The V&A at Dundee will not only celebrate Scotland's design heritage, running from the 1500s right up to the present day, but seek to inspire and inform the careers of future designers.
It will do this from a building which is a landmark of design in itself.
A competition to draw up plans for the museum on the banks of the River Tay attracted entries from right across the globe, and judges eventually chose a design by leading Japanese architect Kengo Kuma.
The V&A will be his first major building in the UK, but his increasingly acclaimed firm already has offices in Paris and Tokyo and has won a host of awards.
Such expertise comes at a price - by the time it opens its doors in 2017, the V&A at Dundee will have cost £45m.
The funding for the project has been split into three chunks of £15m.
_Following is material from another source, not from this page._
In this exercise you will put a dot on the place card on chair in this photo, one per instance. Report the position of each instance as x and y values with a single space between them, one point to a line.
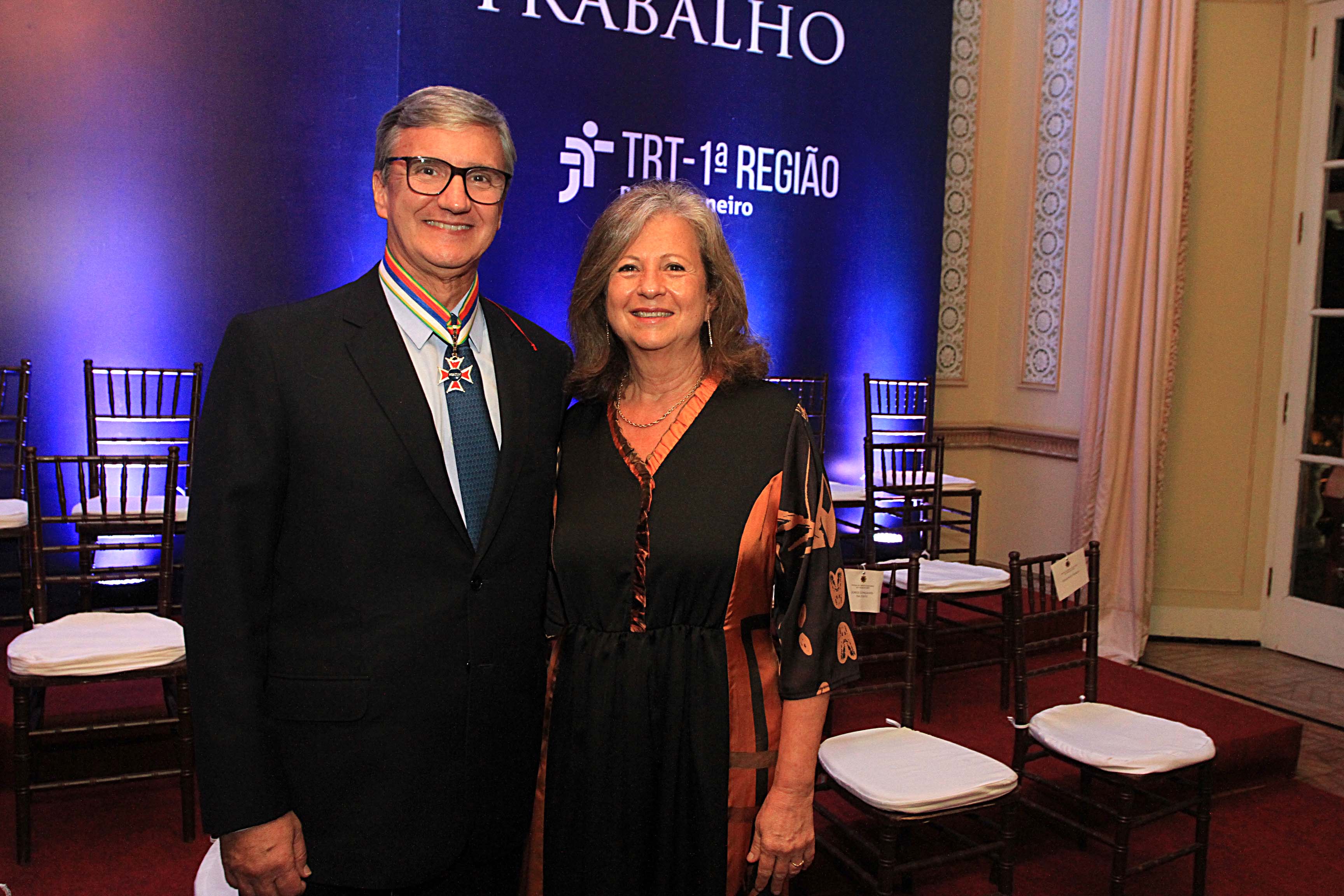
1070 573
864 590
The first third has already been committed by the Scottish government, back in 2012 when the project first won official support.
The next third is made up of contributions from other public sources, such as the Heritage Lottery Fund, who contributed £8m towards the capital budget as well as cash for revenue costs, and the latest award from Creative Scotland.
And Mr Long is hopeful that funding will soon be confirmed from the European Regional Development Fund to complete this part of the funding.
The final third is to be raised from private donations, and local and national donors have already come forward with £6.7m.
"We're on track and on target - we just have £8.3m to find over the development part of the project," Mr Long said.
"It's a large target to find from private sources for a cultural development, but it's been heartening to see the interest locally and increasingly nationally for the project - even before being out on site, we're getting there."
The V&A's new home in Dundee is right at the heart of the central waterfront, in a spot formerly occupied by the Olympia swimming pool, demolished earlier this year.
The museum will form the centrepiece of a £1bn transformation of the waterfront, which is projected to bring millions of pounds of investment, hundreds of thousands of tourists and thousands of jobs to the city.
"The waterfront ambition is a fantastic project in this country," said Mr Long.
"It's going to be a fantastic asset for the city and for the region and for the country, and it's great that the V&A is at the forefront of all of that.
"Let's not understate this, this is a lot of money coming from national agencies being given to a project born here in Dundee.
"That's a fantastic sign of confidence in the project and in the city - we should all be proud of that, and I know I am."